Una vez estuvo sólidamente aferrado, saltó torpemente sobre la cubierta y cayó de bruces. Una forma oscura cruzó frente a él y Max alzó la mirada, con la esperanza de ver a Roland. La silueta de Caín desplegó su capa y le mostró un objeto dorado que se balanceaba del extremo de una cadena. Max reconoció su reloj.
—¿Buscas esto? —preguntó el mago, arrodillándose junto al muchacho y meciendo el reloj que Max había perdido en el mausoleo de Jacob Fleischmann ante sus ojos.
—¿Dónde está Jacob? —interrogó Max, ignorando la mueca burlona que parecía fijada al rostro de Caín como una mascarilla de cera.
—Ésa es la pregunta del día —respondió el mago—, y tú me ayudarás a responderla.

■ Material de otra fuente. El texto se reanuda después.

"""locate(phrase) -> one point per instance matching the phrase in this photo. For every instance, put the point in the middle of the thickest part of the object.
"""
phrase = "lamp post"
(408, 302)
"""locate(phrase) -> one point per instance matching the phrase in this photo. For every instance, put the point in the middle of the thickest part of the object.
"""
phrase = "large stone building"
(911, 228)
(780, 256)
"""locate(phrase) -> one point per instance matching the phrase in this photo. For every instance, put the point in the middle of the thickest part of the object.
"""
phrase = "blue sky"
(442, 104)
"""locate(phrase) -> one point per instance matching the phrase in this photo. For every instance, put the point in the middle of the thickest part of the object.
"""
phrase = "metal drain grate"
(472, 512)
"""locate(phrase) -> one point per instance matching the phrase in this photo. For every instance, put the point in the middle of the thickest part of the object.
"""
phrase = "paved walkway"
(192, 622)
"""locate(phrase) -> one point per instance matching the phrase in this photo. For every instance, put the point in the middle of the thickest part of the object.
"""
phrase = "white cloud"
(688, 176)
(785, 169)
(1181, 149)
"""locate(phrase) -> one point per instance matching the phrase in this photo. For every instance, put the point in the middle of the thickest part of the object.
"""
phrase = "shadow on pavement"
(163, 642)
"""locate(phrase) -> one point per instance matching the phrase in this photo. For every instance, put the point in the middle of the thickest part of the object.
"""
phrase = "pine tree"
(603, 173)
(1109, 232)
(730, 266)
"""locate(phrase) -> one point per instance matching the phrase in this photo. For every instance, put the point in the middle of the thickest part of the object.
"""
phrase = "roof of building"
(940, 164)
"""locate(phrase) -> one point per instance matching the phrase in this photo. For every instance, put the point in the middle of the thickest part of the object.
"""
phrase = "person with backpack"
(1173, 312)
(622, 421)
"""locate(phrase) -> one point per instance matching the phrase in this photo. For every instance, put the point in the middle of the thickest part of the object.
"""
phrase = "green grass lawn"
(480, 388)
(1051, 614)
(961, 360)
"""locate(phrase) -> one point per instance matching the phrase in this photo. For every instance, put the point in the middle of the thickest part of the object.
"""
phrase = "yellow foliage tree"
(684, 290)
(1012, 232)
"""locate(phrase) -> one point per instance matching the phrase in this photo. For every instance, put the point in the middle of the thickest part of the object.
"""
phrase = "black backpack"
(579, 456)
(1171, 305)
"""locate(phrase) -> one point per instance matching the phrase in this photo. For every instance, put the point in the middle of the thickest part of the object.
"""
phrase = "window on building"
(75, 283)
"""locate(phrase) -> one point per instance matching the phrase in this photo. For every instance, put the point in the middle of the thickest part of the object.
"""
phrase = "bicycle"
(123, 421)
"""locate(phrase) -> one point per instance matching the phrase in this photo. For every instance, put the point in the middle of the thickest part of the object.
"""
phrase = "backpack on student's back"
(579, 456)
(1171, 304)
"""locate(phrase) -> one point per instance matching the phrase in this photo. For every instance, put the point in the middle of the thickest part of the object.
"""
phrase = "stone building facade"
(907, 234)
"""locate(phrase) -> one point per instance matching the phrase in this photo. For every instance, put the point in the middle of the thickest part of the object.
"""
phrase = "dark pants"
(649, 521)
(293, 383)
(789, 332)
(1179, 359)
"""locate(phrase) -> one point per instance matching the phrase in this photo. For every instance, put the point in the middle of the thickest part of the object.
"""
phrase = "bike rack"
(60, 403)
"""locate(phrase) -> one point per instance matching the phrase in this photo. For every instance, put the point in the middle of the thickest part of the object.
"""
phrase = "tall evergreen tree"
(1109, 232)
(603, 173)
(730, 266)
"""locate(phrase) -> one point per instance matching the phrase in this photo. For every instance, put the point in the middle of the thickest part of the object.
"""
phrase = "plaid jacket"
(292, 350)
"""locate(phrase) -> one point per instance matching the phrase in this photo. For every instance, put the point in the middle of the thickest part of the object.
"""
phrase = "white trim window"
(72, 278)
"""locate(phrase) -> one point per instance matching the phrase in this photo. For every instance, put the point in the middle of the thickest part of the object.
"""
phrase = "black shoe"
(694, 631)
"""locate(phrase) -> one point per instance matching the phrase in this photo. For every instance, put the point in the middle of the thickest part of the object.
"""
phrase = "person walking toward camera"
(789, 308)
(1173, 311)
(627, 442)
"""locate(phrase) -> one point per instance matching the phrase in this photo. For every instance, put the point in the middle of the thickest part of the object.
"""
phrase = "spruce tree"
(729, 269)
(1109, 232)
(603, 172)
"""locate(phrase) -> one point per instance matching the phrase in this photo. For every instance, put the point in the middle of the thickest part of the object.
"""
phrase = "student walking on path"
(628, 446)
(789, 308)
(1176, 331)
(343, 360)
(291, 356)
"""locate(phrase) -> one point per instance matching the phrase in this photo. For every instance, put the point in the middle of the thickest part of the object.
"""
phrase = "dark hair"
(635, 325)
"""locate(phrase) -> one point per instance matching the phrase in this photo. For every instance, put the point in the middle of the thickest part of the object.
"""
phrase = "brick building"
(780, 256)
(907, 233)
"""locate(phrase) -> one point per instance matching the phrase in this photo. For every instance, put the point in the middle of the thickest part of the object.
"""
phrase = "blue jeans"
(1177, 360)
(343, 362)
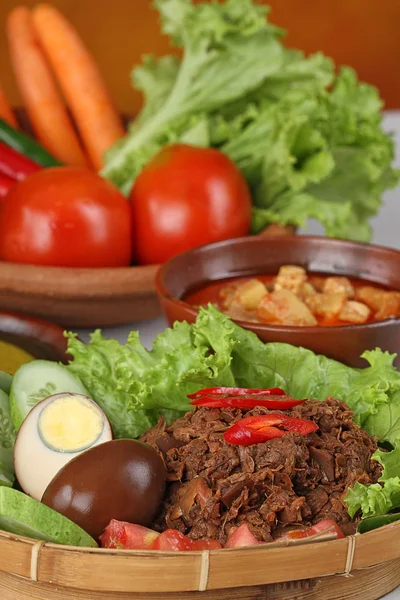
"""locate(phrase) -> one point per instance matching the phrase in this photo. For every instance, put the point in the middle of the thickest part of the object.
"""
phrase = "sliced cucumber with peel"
(5, 381)
(7, 438)
(37, 380)
(6, 476)
(23, 515)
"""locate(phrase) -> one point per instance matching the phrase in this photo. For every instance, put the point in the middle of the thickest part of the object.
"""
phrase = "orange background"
(362, 33)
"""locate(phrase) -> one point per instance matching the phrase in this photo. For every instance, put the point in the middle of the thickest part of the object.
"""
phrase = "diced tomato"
(172, 540)
(328, 526)
(241, 536)
(122, 535)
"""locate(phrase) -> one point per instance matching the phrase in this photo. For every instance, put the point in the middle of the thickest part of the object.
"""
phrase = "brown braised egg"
(121, 479)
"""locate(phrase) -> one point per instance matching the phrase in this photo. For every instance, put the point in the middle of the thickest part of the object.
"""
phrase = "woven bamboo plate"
(360, 567)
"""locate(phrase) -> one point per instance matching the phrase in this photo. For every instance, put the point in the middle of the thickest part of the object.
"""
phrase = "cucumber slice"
(23, 515)
(5, 382)
(37, 380)
(6, 476)
(7, 434)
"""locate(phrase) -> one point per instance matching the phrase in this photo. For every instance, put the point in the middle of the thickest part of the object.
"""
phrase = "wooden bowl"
(251, 256)
(38, 338)
(84, 297)
(361, 567)
(80, 297)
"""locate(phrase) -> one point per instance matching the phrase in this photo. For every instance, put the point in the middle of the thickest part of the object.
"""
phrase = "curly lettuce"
(309, 141)
(132, 384)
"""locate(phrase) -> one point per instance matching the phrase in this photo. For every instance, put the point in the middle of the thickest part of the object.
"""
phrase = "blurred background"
(360, 33)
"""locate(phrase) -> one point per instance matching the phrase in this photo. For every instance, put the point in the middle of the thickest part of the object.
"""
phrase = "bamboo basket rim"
(115, 570)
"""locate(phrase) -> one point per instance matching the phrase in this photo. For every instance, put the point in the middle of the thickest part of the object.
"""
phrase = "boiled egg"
(122, 479)
(55, 431)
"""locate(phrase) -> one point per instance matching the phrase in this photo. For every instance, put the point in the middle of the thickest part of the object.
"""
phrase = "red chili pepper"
(272, 402)
(260, 428)
(6, 184)
(237, 392)
(16, 165)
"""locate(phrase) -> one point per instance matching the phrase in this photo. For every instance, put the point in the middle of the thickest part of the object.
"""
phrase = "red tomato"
(119, 534)
(186, 197)
(66, 216)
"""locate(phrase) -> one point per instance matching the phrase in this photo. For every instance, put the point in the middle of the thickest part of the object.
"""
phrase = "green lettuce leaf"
(378, 499)
(229, 50)
(133, 384)
(309, 142)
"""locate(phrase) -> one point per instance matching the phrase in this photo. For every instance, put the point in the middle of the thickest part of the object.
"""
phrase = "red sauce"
(210, 293)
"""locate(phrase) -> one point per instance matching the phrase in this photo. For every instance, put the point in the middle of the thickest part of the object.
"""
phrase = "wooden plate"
(84, 297)
(360, 567)
(80, 297)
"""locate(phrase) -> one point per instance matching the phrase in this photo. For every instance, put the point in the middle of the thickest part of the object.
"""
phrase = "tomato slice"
(173, 541)
(123, 535)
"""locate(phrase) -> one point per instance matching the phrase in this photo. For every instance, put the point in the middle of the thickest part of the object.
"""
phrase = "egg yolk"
(70, 424)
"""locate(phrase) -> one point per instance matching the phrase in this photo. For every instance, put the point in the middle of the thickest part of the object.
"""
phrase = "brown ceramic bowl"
(252, 256)
(39, 338)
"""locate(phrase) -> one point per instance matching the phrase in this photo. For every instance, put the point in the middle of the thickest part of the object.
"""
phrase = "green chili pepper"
(26, 145)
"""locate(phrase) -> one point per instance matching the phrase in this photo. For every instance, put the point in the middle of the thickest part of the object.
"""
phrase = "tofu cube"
(337, 285)
(283, 307)
(290, 278)
(307, 290)
(249, 293)
(326, 305)
(354, 312)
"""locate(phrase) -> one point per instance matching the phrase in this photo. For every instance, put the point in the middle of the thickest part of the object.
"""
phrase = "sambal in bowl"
(335, 297)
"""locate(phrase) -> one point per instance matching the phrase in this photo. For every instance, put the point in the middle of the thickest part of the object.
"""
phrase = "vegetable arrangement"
(309, 142)
(203, 365)
(238, 134)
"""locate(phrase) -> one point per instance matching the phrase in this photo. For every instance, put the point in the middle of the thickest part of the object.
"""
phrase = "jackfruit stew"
(296, 298)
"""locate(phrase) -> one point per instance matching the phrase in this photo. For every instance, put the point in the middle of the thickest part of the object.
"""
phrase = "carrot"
(80, 81)
(46, 109)
(5, 110)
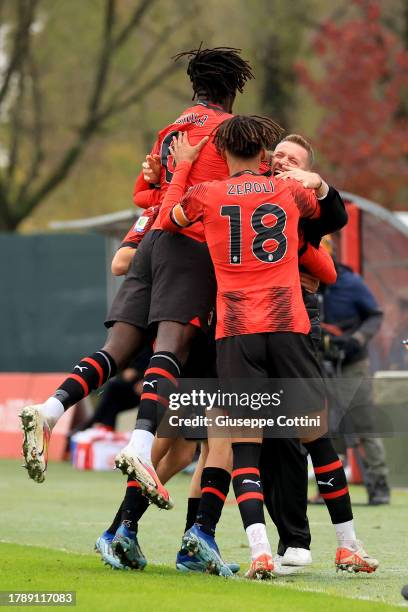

Caín cerró su mano sobre el reloj y Max escuchó el crujido del metal. Cuando el mago mostró de nuevo la palma abierta, apenas quedaba del regalo que su padre le había hecho un amasijo irreconocible de tornillos y tuercas aplastadas.
—El tiempo, querido Max, no existe; es una ilusión. Incluso tu amigo Copérnico hubiese adivinado eso si hubiese tenido precisamente tiempo. ¿Irónico, verdad?
Max calculó mentalmente las posibilidades que tenía de saltar por la borda y escapar del mago. El guante blanco de Caín se cerró sobre su garganta antes de que pudiera respirar.
—¿Qué es lo que va a hacer conmigo? —gimió Max.
—¿Qué harías contigo si estuvieses en mi lugar? —preguntó el mago.
Max sintió cómo la presa letal de Caín le cortaba la respiración y circulación a la cabeza.
—¿Es una buena pregunta, verdad?
El mago soltó a Max sobre la cubierta. El impacto del metal herrumbroso contra su cuerpo le nubló la visión por unos segundos y un espasmo de nausea se apoderó de él.
—¿Por qué persigue a Jacob? —balbuceó Max, tratando de ganar tiempo para Roland.
—Los negocios son los negocios, Max —respondió el mago—. Yo ya cumplí mi parte del trato.
—¿Pero qué importancia puede tener la vida de un chico para usted? —espetó Max—. Además, ya se vengó matando al Dr. Fleischmann, ¿no es cierto?
El rostro del Dr. Caín se iluminó, como si Max acabase de formularle la pregunta que ansiaba responder desde que habían iniciado su diálogo.
—Cuando no se salda la deuda de un préstamo, hay que pagar intereses. Pero eso no anula la deuda. Es mi ley —siseó la voz del mago—. Y es mi alimento. La vida de Jacob y la de muchos como él. ¿Sabes cuántos años hace que recorro el mundo, Max? ¿Sabes cuántos nombres he tenido?